The U.S. Department of State's 2021 Human Rights Report found that individuals who publicly engaged in same-sex consensual activities, such as, for example, kissing, were sometimes prosecuted under public indecency provisions "which were rarely applied to opposite-sex couples."

==Recognition of same-sex relationships==
There is no legal recognition of same-sex unions. There has been a constitutional ban on same-sex marriage, since 2006. The first paragraph of article 40, in the current Congolese constitution, states that "Every individual has the right to marry the person of their choice, of the opposite sex".

==Discrimination protections==
There is no anti-discrimination law protecting sexual orientation and gender identity. There are limited legal provisions that protect homosexual people.

- Articles 3 and 4 of the Law on the Protection of the rights of people living with HIV/AIDS and of those affected (2008) prohibit acts of stigmatization and discrimination against people living with HIV/AIDS, their sexual partners, their children or parents based on their “proven or suspected HIV status”. Among those protected by the law under the category of “vulnerable groups”, Article 2(5) includes “homosexuals”.

- Article 132 of Law 20/017 on Telecommunications and Information and Communication Technologies (2020) states: "The collection and processing of personal data revealing racial, ethnic or regional origin, parentage, political opinions, religious or philosophical beliefs, trade union membership, sexual life, genetic data or, more generally, data relating to the state of health of the person concerned is prohibited."

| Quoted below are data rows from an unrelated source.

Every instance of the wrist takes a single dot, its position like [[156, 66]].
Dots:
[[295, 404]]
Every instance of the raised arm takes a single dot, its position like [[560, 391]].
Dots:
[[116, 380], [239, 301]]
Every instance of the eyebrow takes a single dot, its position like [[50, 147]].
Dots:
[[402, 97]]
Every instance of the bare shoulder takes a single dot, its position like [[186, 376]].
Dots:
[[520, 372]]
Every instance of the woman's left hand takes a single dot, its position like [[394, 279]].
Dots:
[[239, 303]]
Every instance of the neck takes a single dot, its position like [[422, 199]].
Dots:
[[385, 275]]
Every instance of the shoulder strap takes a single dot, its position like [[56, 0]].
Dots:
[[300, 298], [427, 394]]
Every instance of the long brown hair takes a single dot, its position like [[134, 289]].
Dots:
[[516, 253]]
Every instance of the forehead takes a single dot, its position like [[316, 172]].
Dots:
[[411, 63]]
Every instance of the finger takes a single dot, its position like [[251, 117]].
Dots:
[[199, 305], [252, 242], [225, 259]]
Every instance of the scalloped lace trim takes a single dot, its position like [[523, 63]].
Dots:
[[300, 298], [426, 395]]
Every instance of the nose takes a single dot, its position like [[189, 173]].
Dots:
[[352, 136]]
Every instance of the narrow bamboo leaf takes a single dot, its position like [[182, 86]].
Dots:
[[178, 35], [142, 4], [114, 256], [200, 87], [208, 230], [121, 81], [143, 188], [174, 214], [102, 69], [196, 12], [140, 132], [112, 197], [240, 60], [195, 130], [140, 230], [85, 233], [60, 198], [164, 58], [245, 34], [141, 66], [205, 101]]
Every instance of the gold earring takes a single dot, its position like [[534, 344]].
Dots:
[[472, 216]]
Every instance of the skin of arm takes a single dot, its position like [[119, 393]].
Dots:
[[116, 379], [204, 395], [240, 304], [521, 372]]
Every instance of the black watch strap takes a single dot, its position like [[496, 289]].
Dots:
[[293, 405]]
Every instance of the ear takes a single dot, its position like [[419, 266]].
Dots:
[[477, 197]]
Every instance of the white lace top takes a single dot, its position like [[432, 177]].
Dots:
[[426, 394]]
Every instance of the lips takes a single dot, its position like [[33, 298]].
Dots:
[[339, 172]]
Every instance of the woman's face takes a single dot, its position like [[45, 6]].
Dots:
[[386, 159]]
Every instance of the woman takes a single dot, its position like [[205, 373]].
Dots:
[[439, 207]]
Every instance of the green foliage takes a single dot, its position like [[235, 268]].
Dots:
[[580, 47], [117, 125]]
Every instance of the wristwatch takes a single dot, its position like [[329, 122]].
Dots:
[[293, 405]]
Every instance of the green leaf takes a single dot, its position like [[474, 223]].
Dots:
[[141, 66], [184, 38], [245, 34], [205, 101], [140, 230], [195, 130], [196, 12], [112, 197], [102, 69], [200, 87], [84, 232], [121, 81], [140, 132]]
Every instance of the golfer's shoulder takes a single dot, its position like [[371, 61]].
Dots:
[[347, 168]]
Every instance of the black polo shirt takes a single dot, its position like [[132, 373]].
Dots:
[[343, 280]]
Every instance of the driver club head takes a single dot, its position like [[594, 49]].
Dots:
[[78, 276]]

- Article 245(2) of Law 23/10 on the Digital Code (2023) protects personal data revealing a person's sexual life or sexual orientation.

==Transgender rights==

Trans women in the DRC are believed by many to be "sorcerers" and responsible for much of the country's ills, leading to significant violence and discrimination against them.

==Living conditions==
The U.S. Department of State's 2021 Human Rights Report found that:

While no law specifically prohibits consensual same-sex sexual conduct between adults, individuals engaging in public displays of consensual same-sex sexual conduct, such as kissing, were sometimes subject to prosecution under public indecency provisions, which were rarely applied to opposite-sex couples. A local NGO reported authorities rarely took steps to investigate, prosecute, or punish officials who committed abuses against LGBTQI+ persons, whether in the security forces or elsewhere in the government.
Identifying as LGBTQI+ remained a cultural taboo. LGBTQI+ individuals were subjected to harassment, stigmatization, and violence, including "corrective" rape. Some religious leaders, radio broadcasts, and political organizations played a key role in supporting discrimination against LGBTQI+ individuals.
— Human Rights Practices Report: DRC (2021), US Department of State

In comparison, the State Department's report for 2010 said: "Homosexuality remained a cultural taboo, and while harassment by state security forces continued, there were no reports during the year of police harassing gays and lesbians or perpetrating or condoning violence against them."

==Summary table==

| Same-sex sexual activity legal | (Always legal) |
| Equal age of consent | (Since 2006) |
| Anti-discrimination laws in hate speech and violence | No |
| Anti-discrimination laws in employment | No |
| Anti-discrimination laws in the provision of goods and services | No |
| Same-sex marriage | (Constitutional ban since 2006) |
| Recognition of same-sex couples | No |
| Step-child adoption by same-sex couples | No |
| Joint adoption by same-sex couples | No |
| Gays and lesbians allowed to serve openly in the military | No |
| Conversion therapy made illegal | No |
| Right to change legal gender | No |
| Access to IVF for lesbians | No |
| Commercial surrogacy for gay male couples | No |
| MSMs allowed to donate blood | No |

== Public opinion ==
In 2014, 98% of Congolese said they were against same-sex marriage while only 2% supported it.